Since WCF Data Services runs atop of WCF there should be the potential to wrap in Basic Authentication to siphon the header values (user/pass) early in the WCF call stack, and apply custom authorization rules about who can see what entity. Need to verify this but it should work well. See my post on Basic Authentication in WCF (it's for REST based WCF but implementation should hold the same) for further details 'RESTful Services: Authenticating Clients Using Basic Authentication'.
One cool note about this presentation... I realized the presenter was using a Surface RT to do the presentation, with VS.NET and SQL Server. Must have some decent processing capability to run that software so well. Very cool/
Session 6: Database Design Disasters, Richie Rump (@jorriss)
Next up is Database Dev disasters The presenter is a tech geek turn PM back to tech guy (as it pays more ;))
Think of your database as your application foundation. Analogous to the foundation to a building. The application might have a shelf life of ~5 years, but the data will live. The more time we spend on our foundation, the better the application can be.
SQL Server's 1st version released by Sybase was 1989. Over 20 years of development in a robust database. He compared it to Alice's (in Wonderland) whole, that goes deeper, deeper, and deeper and you still can't know it all. Developers, don't think you can know it all because even DBAs can't. Leverage your DBAs knowledge and improve that typically adversary relationship.
NoSQL is a hot topic as they are not relational databases. However don't worry it's not going away.
Topic 1: Poor Data Types. Having the incorrect data types can cause issues in the long run including casts and inefficiencies.
char vs varchar: A char will be padded with spaces so a char 10, will pad at the end with spaces. varchar is the ACTUAL length of the data + 2 bytes. Storage in SQL server is not just disk but memory (because everything is loaded into memory in SQL).
nchar vs nvarchar: data strong points are holding UNICODE data. If you are using a phone number, don't use NVARCHAR. He deals with a 16 Terabyte data where everything is NVARCHAR makes a DBA mad. You cannot create an index on a nvarchar or nvarchar (max) and have to do a full table scan for the data which is extremely inefficient.
DONT EVER USE BIGINT (8 bytes vs 4 bytes) unless your table has more than 2 billion records. Remember that storage size is in storage, index,and memory.
No indexes on Foreign Keys (unless used properly). Might slow queries with JOINS. Will have a performance impact on Deletes. He did an example 1st with no foreign keys and just JOINS: logical reads 1226 (number of 8k page reads). Then he added a foreign key and index. The execution plan thus far was the same. It actually preformed better ~750 reads. However it added a Key Lookup to go to disk. Then he got it down to 4 page reads by creating a nonclustered index with an Include(column_name) statement. He coasted right through this so need to research more.

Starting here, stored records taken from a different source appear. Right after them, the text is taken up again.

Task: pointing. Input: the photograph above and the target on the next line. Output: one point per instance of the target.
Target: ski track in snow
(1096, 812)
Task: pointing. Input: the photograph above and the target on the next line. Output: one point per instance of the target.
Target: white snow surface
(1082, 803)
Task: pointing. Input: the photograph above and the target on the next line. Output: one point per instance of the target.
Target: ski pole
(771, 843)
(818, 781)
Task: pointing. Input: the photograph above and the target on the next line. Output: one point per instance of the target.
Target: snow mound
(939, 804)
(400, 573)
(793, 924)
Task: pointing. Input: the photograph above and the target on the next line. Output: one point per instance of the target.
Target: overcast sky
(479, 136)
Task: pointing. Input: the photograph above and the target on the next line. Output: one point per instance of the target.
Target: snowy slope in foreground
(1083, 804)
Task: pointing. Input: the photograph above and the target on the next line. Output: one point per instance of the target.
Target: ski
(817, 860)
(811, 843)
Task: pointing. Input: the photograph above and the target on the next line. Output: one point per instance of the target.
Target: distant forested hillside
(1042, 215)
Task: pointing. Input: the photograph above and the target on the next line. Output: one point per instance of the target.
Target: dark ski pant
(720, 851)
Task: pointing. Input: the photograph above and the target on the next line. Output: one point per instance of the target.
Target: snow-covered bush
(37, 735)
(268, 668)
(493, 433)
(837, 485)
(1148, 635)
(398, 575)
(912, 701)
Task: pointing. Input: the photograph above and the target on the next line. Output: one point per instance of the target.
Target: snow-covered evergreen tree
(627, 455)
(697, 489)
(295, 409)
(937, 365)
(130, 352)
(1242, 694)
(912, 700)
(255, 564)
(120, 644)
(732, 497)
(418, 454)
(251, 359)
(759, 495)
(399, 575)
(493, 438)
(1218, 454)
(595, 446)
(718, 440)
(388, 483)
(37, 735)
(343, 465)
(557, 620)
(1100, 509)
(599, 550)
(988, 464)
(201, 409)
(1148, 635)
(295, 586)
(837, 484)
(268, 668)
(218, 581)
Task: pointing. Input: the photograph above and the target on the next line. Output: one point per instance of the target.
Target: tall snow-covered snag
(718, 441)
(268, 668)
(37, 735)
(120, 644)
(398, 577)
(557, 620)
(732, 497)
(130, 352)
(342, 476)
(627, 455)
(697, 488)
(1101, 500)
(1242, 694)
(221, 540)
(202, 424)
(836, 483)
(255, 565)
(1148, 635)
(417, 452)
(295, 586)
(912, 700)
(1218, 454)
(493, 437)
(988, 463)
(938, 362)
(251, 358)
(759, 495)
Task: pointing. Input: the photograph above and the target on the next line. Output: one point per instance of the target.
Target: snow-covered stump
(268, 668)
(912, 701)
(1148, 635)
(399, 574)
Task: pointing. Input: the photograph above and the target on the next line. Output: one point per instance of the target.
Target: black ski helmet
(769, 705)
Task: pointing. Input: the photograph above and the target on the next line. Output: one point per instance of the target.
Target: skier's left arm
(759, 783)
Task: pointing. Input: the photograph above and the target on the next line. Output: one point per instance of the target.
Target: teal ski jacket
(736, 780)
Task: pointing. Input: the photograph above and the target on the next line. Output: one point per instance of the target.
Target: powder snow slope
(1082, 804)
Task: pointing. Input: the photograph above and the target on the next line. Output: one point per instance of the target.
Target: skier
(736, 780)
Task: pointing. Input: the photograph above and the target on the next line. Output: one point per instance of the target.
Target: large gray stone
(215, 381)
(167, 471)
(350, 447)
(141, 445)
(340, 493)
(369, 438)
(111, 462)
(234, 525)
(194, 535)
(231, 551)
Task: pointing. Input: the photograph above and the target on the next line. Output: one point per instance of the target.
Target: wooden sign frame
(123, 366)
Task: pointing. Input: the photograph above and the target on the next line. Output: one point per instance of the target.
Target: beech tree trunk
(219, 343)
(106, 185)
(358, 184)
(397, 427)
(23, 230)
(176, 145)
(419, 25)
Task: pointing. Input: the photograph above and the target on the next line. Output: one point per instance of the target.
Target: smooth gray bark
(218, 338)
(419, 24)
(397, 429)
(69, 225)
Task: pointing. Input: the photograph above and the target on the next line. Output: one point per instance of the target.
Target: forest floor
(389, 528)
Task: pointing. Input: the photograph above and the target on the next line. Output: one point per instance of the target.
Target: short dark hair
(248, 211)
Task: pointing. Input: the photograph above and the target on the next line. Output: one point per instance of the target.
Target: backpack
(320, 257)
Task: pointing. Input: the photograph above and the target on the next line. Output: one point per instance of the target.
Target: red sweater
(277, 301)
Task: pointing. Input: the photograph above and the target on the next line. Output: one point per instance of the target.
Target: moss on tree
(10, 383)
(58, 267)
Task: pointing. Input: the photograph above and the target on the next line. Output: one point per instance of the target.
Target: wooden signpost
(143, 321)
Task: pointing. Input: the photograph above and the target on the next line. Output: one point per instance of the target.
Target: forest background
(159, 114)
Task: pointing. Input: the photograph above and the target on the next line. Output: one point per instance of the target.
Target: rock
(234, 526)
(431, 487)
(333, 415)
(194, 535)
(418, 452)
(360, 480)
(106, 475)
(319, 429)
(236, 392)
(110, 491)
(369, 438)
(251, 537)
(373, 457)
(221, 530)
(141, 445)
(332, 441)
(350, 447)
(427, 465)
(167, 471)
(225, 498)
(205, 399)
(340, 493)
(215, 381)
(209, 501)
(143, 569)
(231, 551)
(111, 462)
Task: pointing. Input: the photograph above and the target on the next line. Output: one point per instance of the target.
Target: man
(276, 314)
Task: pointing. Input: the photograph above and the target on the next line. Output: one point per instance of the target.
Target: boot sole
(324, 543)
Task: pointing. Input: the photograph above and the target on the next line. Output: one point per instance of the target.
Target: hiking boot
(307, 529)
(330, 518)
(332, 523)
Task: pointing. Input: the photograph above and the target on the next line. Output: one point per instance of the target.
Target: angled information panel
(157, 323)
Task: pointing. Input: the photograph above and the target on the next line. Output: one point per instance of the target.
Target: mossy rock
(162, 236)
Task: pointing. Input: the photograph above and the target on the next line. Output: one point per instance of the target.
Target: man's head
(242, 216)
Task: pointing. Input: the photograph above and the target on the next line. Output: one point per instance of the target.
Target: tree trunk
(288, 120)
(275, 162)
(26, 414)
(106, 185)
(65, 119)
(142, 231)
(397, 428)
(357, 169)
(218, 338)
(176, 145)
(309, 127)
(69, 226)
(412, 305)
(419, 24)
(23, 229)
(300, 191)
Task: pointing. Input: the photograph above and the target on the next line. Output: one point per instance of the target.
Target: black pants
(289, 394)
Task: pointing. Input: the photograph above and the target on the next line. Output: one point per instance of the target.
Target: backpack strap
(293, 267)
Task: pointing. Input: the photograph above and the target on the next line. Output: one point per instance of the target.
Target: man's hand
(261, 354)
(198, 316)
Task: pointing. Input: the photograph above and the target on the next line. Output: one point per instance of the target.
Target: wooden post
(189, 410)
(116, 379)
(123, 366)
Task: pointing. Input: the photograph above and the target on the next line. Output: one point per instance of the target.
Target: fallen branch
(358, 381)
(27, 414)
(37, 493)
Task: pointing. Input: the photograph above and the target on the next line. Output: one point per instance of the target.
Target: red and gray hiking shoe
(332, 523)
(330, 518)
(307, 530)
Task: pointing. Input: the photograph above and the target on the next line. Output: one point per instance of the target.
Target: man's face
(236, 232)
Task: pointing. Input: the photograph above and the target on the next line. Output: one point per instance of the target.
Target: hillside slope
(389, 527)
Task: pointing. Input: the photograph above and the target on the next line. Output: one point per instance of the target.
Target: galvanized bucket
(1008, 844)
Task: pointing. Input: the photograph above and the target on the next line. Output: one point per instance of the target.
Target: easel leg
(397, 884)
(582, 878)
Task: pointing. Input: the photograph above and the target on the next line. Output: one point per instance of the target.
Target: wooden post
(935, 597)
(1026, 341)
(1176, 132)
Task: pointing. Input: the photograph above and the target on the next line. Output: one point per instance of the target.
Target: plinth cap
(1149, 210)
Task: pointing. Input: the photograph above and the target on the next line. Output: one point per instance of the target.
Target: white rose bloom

Don't always trust what SQL is suggesting, because often the suggestions are incorrect.
Data is stored in clustered indexes, 'Tables' are metadata representation.
He was using 'DBCC DRPCLEANBUFFERS' between schema updates.
Then he talked about the Entity-Attribute-Value pattern. It was essentially a 'Value' column that was the value equating to an 'AttributeType' column. For example Birthdate and 1/1/1980, or phone and 800-123-45678. The problem is there is no type checking. Complicated to query. I didn't like this at all and have not employed any type of dynamic columns before. He was not advocating for this just showing challenges with it.
Pivot querying is syntactical sugar and are slow on billion row queries.
GUIDS (as a clustered index) are 16 bytes which is 2x as big as BIGINT which is already a no,no. They also suffer from fragmentation on disk. They are not good candidates for primary keys. Space used 12mb vs 33mb on disk. int 0.5% fragmentation. GUIDS are 99% fragmentation. When you create primary key SQL server automatically makes a clustered index. So yes, using GUIDs as primary key is not good. The answer was to use a sequential GUID. Fragmentation goes down to 0.6%. Size problem still exists but fragmentation is solved. Google 'primary key fragmentation GUID' for more info.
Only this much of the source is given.